Donaldson byłby kolejnym w tym roku inwestorem z branży samochodowej. — Inwestycje motoryzacyjne razem z nowoczesnymi usługami biznesowymi są liderami w rankingu sektorów gospodarki, w które inwestują firmy zagraniczne.

W ostatnich 3-4 latach inwestycje w produkcję komponentów samochodowych stały się polską specjalnością, nie tylko w skali regionu, ale również europejskiej. Działa tu przede wszystkim przykład tych firm, które zainwestowały parę lat wcześniej i którym najzwyczajniej w świecie dobrze idzie. W tym sektorze lojalność inwestorów jest naprawdę wyjątkowa — firmy reinwestują ponad 50 proc. pozyskanych w Polsce kapitałów — uważa Sławomir Majman, prezes Polskiej Agencji Informacji i Inwestycji Zagranicznych. Podkreśla, że właśnie ważą się losy atrakcyjności inwestycyjnej Polski.

— Ponieważ przemysł samochodowy jest jednym z najbardziej wrażliwych na koniunkturę, ważne jest, by w Polsce nadal funkcjonował instrument ściągający te inwestycje, czyli specjalne strefy ekonomiczne — mówi Sławomir Majman.

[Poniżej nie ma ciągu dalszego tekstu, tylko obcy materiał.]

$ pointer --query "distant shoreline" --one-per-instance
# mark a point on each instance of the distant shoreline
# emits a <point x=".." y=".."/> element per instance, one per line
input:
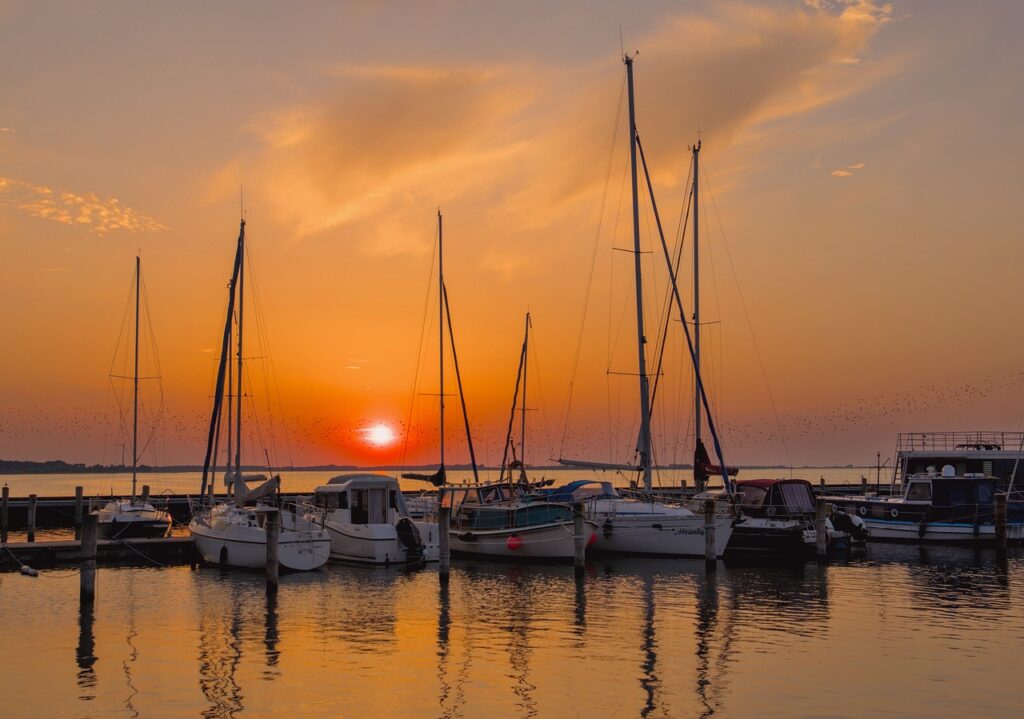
<point x="61" y="467"/>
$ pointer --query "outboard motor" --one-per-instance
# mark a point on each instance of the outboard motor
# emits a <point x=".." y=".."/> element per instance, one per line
<point x="409" y="535"/>
<point x="851" y="524"/>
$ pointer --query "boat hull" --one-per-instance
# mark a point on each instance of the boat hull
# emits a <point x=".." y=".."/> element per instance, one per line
<point x="552" y="542"/>
<point x="246" y="547"/>
<point x="660" y="536"/>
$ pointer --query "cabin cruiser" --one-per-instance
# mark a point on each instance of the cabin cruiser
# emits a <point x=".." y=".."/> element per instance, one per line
<point x="368" y="521"/>
<point x="499" y="521"/>
<point x="778" y="516"/>
<point x="936" y="506"/>
<point x="638" y="526"/>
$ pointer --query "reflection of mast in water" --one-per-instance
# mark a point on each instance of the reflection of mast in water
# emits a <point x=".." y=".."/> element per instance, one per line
<point x="132" y="649"/>
<point x="270" y="636"/>
<point x="85" y="652"/>
<point x="648" y="677"/>
<point x="707" y="623"/>
<point x="218" y="661"/>
<point x="519" y="614"/>
<point x="443" y="627"/>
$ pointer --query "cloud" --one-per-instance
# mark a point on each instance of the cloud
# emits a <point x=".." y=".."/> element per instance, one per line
<point x="848" y="170"/>
<point x="99" y="215"/>
<point x="527" y="146"/>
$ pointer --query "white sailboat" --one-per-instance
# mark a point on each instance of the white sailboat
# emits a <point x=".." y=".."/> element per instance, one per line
<point x="134" y="516"/>
<point x="368" y="521"/>
<point x="233" y="533"/>
<point x="643" y="524"/>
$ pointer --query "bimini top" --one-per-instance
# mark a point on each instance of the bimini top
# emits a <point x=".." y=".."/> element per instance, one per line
<point x="580" y="490"/>
<point x="365" y="480"/>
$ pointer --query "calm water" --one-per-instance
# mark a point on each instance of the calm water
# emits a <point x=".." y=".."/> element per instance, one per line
<point x="894" y="631"/>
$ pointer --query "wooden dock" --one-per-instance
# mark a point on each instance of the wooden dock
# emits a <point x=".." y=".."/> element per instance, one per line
<point x="144" y="552"/>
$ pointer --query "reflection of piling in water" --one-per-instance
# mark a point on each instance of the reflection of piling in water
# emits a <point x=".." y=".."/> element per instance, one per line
<point x="85" y="656"/>
<point x="90" y="534"/>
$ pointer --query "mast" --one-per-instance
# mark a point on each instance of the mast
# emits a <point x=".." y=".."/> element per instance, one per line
<point x="238" y="415"/>
<point x="522" y="428"/>
<point x="643" y="443"/>
<point x="440" y="330"/>
<point x="696" y="296"/>
<point x="134" y="414"/>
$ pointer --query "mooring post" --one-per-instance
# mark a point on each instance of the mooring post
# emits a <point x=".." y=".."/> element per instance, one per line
<point x="1000" y="519"/>
<point x="820" y="527"/>
<point x="272" y="526"/>
<point x="711" y="543"/>
<point x="580" y="536"/>
<point x="32" y="517"/>
<point x="90" y="533"/>
<point x="443" y="527"/>
<point x="3" y="513"/>
<point x="78" y="513"/>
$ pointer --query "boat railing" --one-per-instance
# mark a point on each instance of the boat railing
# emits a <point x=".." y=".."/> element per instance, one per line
<point x="950" y="441"/>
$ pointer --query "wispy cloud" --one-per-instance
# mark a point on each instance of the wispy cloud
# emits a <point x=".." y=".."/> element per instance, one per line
<point x="849" y="170"/>
<point x="99" y="215"/>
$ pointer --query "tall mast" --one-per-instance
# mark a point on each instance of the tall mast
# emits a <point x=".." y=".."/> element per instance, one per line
<point x="238" y="416"/>
<point x="440" y="329"/>
<point x="696" y="295"/>
<point x="644" y="439"/>
<point x="522" y="428"/>
<point x="134" y="414"/>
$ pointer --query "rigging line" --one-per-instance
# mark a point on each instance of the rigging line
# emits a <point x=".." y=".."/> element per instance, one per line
<point x="750" y="326"/>
<point x="593" y="263"/>
<point x="458" y="377"/>
<point x="420" y="350"/>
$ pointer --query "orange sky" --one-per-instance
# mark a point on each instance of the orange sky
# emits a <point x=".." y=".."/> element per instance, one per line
<point x="860" y="188"/>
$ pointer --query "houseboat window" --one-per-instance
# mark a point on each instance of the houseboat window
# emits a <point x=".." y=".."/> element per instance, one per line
<point x="919" y="491"/>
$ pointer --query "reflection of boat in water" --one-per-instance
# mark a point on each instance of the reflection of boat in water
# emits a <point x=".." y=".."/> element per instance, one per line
<point x="233" y="533"/>
<point x="368" y="521"/>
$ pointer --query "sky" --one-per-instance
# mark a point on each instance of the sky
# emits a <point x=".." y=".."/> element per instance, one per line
<point x="858" y="242"/>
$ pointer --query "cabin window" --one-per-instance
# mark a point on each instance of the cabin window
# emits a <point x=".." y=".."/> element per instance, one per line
<point x="919" y="491"/>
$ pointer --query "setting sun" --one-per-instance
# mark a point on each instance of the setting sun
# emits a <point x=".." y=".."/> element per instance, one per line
<point x="379" y="434"/>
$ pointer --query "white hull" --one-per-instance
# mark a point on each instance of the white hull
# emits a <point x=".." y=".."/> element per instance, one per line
<point x="373" y="544"/>
<point x="544" y="542"/>
<point x="895" y="531"/>
<point x="673" y="536"/>
<point x="246" y="546"/>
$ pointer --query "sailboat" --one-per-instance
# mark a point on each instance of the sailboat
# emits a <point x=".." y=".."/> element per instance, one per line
<point x="496" y="519"/>
<point x="133" y="517"/>
<point x="643" y="524"/>
<point x="233" y="533"/>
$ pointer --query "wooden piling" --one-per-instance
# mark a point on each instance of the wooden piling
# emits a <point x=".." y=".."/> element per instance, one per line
<point x="32" y="518"/>
<point x="443" y="529"/>
<point x="1000" y="519"/>
<point x="580" y="536"/>
<point x="272" y="527"/>
<point x="78" y="513"/>
<point x="3" y="514"/>
<point x="711" y="545"/>
<point x="820" y="527"/>
<point x="90" y="534"/>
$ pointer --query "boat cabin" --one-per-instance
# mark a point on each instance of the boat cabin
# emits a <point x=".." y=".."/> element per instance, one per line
<point x="775" y="497"/>
<point x="361" y="499"/>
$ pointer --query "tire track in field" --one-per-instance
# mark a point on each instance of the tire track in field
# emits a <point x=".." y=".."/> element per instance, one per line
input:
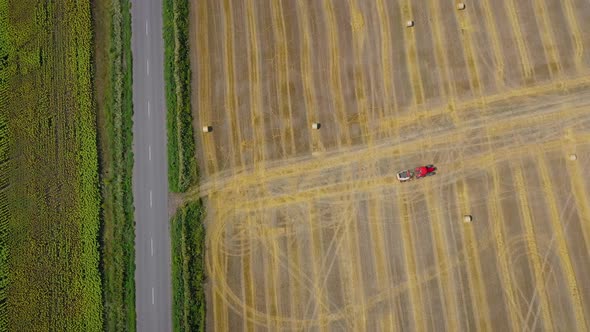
<point x="496" y="47"/>
<point x="572" y="22"/>
<point x="563" y="251"/>
<point x="220" y="313"/>
<point x="271" y="277"/>
<point x="373" y="183"/>
<point x="476" y="282"/>
<point x="410" y="262"/>
<point x="533" y="251"/>
<point x="283" y="89"/>
<point x="356" y="277"/>
<point x="447" y="85"/>
<point x="380" y="261"/>
<point x="389" y="91"/>
<point x="258" y="125"/>
<point x="527" y="70"/>
<point x="204" y="79"/>
<point x="307" y="73"/>
<point x="445" y="281"/>
<point x="231" y="97"/>
<point x="412" y="55"/>
<point x="392" y="145"/>
<point x="248" y="293"/>
<point x="465" y="29"/>
<point x="319" y="287"/>
<point x="547" y="37"/>
<point x="335" y="79"/>
<point x="358" y="36"/>
<point x="497" y="217"/>
<point x="580" y="195"/>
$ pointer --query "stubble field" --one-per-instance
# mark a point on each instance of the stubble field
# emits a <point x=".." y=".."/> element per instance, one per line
<point x="309" y="229"/>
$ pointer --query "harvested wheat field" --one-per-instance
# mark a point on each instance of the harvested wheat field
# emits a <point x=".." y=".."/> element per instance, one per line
<point x="309" y="229"/>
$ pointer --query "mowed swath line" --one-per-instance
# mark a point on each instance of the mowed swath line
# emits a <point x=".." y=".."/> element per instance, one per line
<point x="319" y="286"/>
<point x="496" y="47"/>
<point x="303" y="22"/>
<point x="411" y="53"/>
<point x="533" y="251"/>
<point x="247" y="282"/>
<point x="358" y="36"/>
<point x="581" y="199"/>
<point x="231" y="102"/>
<point x="389" y="91"/>
<point x="527" y="70"/>
<point x="548" y="37"/>
<point x="258" y="125"/>
<point x="497" y="219"/>
<point x="481" y="311"/>
<point x="283" y="92"/>
<point x="316" y="165"/>
<point x="271" y="275"/>
<point x="335" y="79"/>
<point x="465" y="28"/>
<point x="336" y="189"/>
<point x="562" y="248"/>
<point x="446" y="282"/>
<point x="412" y="277"/>
<point x="572" y="22"/>
<point x="220" y="314"/>
<point x="381" y="262"/>
<point x="356" y="276"/>
<point x="447" y="87"/>
<point x="204" y="79"/>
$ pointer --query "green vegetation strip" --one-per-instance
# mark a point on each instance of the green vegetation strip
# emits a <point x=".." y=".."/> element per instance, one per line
<point x="188" y="268"/>
<point x="112" y="25"/>
<point x="177" y="73"/>
<point x="53" y="197"/>
<point x="4" y="166"/>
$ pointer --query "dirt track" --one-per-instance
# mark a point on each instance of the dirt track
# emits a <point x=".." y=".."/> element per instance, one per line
<point x="308" y="229"/>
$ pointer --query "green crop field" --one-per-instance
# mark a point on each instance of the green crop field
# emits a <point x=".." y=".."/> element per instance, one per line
<point x="53" y="197"/>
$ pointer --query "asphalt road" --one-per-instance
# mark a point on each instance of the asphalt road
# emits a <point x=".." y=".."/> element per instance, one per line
<point x="150" y="183"/>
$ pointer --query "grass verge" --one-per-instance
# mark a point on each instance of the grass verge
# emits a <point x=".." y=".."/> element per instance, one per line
<point x="4" y="167"/>
<point x="53" y="198"/>
<point x="181" y="145"/>
<point x="188" y="268"/>
<point x="113" y="86"/>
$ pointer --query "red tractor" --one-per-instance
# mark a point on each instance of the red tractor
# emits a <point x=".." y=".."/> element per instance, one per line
<point x="417" y="173"/>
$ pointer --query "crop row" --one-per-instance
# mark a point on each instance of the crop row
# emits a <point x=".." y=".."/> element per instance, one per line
<point x="53" y="197"/>
<point x="181" y="145"/>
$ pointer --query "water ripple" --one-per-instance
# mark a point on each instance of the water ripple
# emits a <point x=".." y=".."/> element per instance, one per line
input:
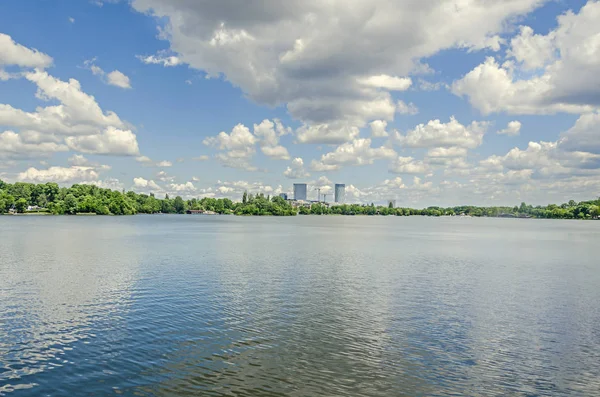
<point x="303" y="307"/>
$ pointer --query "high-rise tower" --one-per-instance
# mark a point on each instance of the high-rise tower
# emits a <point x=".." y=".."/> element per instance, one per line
<point x="300" y="191"/>
<point x="340" y="193"/>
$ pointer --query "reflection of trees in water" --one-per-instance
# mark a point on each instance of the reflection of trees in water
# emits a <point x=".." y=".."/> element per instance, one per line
<point x="60" y="279"/>
<point x="310" y="325"/>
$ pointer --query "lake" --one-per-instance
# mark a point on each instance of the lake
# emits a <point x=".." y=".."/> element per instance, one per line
<point x="304" y="306"/>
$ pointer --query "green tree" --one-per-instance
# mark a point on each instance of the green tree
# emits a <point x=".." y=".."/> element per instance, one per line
<point x="70" y="204"/>
<point x="21" y="205"/>
<point x="179" y="205"/>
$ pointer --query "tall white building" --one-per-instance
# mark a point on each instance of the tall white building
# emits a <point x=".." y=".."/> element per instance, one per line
<point x="300" y="191"/>
<point x="340" y="193"/>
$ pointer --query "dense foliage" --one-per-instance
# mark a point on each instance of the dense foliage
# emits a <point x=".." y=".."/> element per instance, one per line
<point x="89" y="199"/>
<point x="570" y="210"/>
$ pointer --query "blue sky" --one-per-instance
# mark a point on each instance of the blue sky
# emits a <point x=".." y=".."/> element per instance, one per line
<point x="442" y="79"/>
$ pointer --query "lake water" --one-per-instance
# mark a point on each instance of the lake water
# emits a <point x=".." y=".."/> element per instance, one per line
<point x="304" y="306"/>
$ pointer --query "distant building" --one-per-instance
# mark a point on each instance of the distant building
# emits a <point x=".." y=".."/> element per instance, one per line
<point x="300" y="191"/>
<point x="340" y="193"/>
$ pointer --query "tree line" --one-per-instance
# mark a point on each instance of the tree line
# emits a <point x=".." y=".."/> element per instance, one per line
<point x="90" y="199"/>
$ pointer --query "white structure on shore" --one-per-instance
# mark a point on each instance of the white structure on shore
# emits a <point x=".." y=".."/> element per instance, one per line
<point x="340" y="193"/>
<point x="300" y="191"/>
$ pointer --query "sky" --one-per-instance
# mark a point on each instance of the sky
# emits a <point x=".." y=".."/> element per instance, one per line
<point x="441" y="102"/>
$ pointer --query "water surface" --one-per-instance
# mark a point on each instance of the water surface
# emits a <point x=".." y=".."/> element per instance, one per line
<point x="304" y="306"/>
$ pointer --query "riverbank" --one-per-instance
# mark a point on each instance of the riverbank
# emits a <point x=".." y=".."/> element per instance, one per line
<point x="90" y="199"/>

Ministerstwo Gospodarki przygotowało projekty zmiany rozporządzeń dla 14 specjalnych stref ekonomicznych w Polsce wydłużające ich działanie z 2020 do 2026 r. Resort gospodarki liczył, że rząd zajmie się zmianami na posiedzeniu 10 lipca. Dotychczas się nie udało.

Gigant z historią

Donaldson to dostawca systemów filtracyjnych i części zamiennych. Działa od 1915 r., ma niemal 13 tys. pracowników. Jest notowany na NYSE i wchodzi w skład indeksów S&P MidCap 400 oraz Russel 1000. Firma poinformowała niedawno, że wybuduje w Xuxhou w Chinach, gdzie ma już cztery zakłady, dwie fabryki.